— Вон бил настоящим воином, — сказал он. — Ево следует пахараните на кладбище.
И тут они все посмотрели на дом. Из выбитых окон валил дым и вырывалось такое пламя, что сомнению не было — кто-то там внутри, прежде чем черкнуть спичкой, все облил керосином.
Они отшатнулись от огня, уже прижигавшего им в лицо, отбежали аж за ворота и стали ждать. Но из дома так никто и не вышел.
Огонь перекинулся со стрехи на ветку, на сарай, саж, пасеку. Обойство выгорело дотла, всенькое добро пошло за дымом, только стодола, стоявшая ближе к полю, уцелела. Но ходил молва, что старый Лящ не сгорел, то нашли обугленное тело которого-то из леших, пришедшего в ту ночь вместе с Зенько, а сам Лящ выбрался из избы, и теперь он (или призрак его) спади-годы появляется на хуторе, по ночам обходит своё поместье, что-то ищет на пепелище, порпается в пепелище, а порой подначивает в стодоле. И кто же, как не он, так грустно пугикает сычем на ее стрессе?
Назначить здесь свидание решилась бы не каждая женщина, — думал себе Ворон, правя лошадью к Лящевому хутору, да если бы Мудей умел говорить, то непременно спросил бы у него: а где, мужское добрый, она ище могла с тобой встретиться — в лебединской школе или, может, в волостной управе? Тогда Ворон ответил бы ему, коню, что он ещё плохо знает эту отзвёздную госпожу, так как не видел её ни в уманском дивизионном штабе, когда она так доскульно пристыдила штабс-капитана Черноусова, ни в лазарете, где она спасла от смерти куренного Черновуса, ни на лебединской сахароварне — Ворон до сих пор не может взять втямки, кто в том спектакле был постановщиком.
Молчи. Ты, муж, просто не знаешь, куда девать волнение, поэтому думаешь невесть что. Вот ты увидел черногуза, так старательно что-то выискивающего на болетке на ночь, и, вспоминая легенду о мужчине-аисте, рассуждаешь себе, что если бы Лящ зостался живым, то скорее всего перекинулся бы на эту цибатую птицу, похожую на человека. Зачем ему, Лящевы, пугикать сычем, предвещая бедствие, если оно уже совершилось? Ген боввание в сумерках его стодола, и от самого ее вида тебя перенимает беспокойство.

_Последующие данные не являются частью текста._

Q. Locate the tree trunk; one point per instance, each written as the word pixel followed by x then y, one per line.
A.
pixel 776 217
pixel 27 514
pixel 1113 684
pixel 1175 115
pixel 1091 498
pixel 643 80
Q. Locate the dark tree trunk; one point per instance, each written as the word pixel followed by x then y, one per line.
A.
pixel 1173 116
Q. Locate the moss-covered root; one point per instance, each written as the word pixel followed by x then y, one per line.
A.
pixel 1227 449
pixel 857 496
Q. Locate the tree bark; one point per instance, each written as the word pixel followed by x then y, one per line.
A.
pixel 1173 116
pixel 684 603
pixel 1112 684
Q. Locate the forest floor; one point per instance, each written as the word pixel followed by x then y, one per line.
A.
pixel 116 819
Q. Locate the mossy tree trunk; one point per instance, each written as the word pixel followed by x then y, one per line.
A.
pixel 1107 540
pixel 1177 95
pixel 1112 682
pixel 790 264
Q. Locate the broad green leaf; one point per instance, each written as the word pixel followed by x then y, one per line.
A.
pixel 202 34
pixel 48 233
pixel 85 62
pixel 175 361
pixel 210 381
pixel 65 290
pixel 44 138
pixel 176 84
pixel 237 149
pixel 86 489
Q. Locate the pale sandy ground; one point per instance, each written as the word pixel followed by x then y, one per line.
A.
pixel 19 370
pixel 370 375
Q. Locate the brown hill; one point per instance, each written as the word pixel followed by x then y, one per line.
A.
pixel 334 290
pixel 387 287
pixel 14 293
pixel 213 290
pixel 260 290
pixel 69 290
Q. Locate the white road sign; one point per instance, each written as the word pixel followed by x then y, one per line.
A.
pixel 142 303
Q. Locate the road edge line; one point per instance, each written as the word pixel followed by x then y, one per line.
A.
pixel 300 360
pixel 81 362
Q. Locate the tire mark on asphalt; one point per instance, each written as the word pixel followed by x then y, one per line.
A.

Не причудились ему те слова в Отченаше?
Не ждет ли его засада в той стодоле?
Он сразу же пристыдил себя за такое подозрение, оправдываясь тем, что предательство подстерегало его даже там, где не было и тени недоверия. К тому же не один казак избавился от головы из-за женщины. Пришло время, когда собственную жизнь можно было выменять на чью-то смерть. Как кусок мыла на фунт табака.
Нет, душа ему подсказывала, что предательством здесь не пахнет: тревога не та, которая предвещает опасность. Это был не тошнотворно-отвратительный холод, а так — будто сердце в грудной полости стало обнаженным.
Дух пожарища не могли пересилить даже благовония весеннего вечера. Ворон подъехал к стодоле, соскочил с лошади и еще раз разинулся. Нигде ни куколки (черногуз, и тот бросил свое болитце), бескрая тишина стояла над вечерним полем, какая-то безжизненная, не такая, как в лесу.
Может, поэтому так громко зарипели дверь, когда Ворон ее приоткрыл и ступил в застоявшуюся сущету, пропахшую слежаной соломой. Да вот он уловил дразнящее дыхание женского тела — марево из какого-то другого, давно исчезнувшего и забытого мира, о котором он старался не думать, разве само навевается в минуту слабости или полусна.
Он и теперь смотрел на нее, как на сумеречное заблуждение, смотрел, не находя слов, и Тина сказала самое разумное, что только можно было сказать в ту минуту:
— Заведи лошадь к стодоле.
Действительно, так было безопаснее, вотгде совсем недавно по-дурацки попался атаман Скирта: заглянул на времену к знакомой вдовичке, пустил своего буланого к обножку попастись, а какой-то лакуза узнал его лошадь, и Скирту застукали. Услышав, что пахнет жареным, атаман высадил окно, которое выходило на огороды, хотел было выскочить, та пройма оказалась замалой для него — недаром же Скиртой носил название. Застрявший в том окне — ни вперед, ни назад, москалики вдесятером вытаскивали.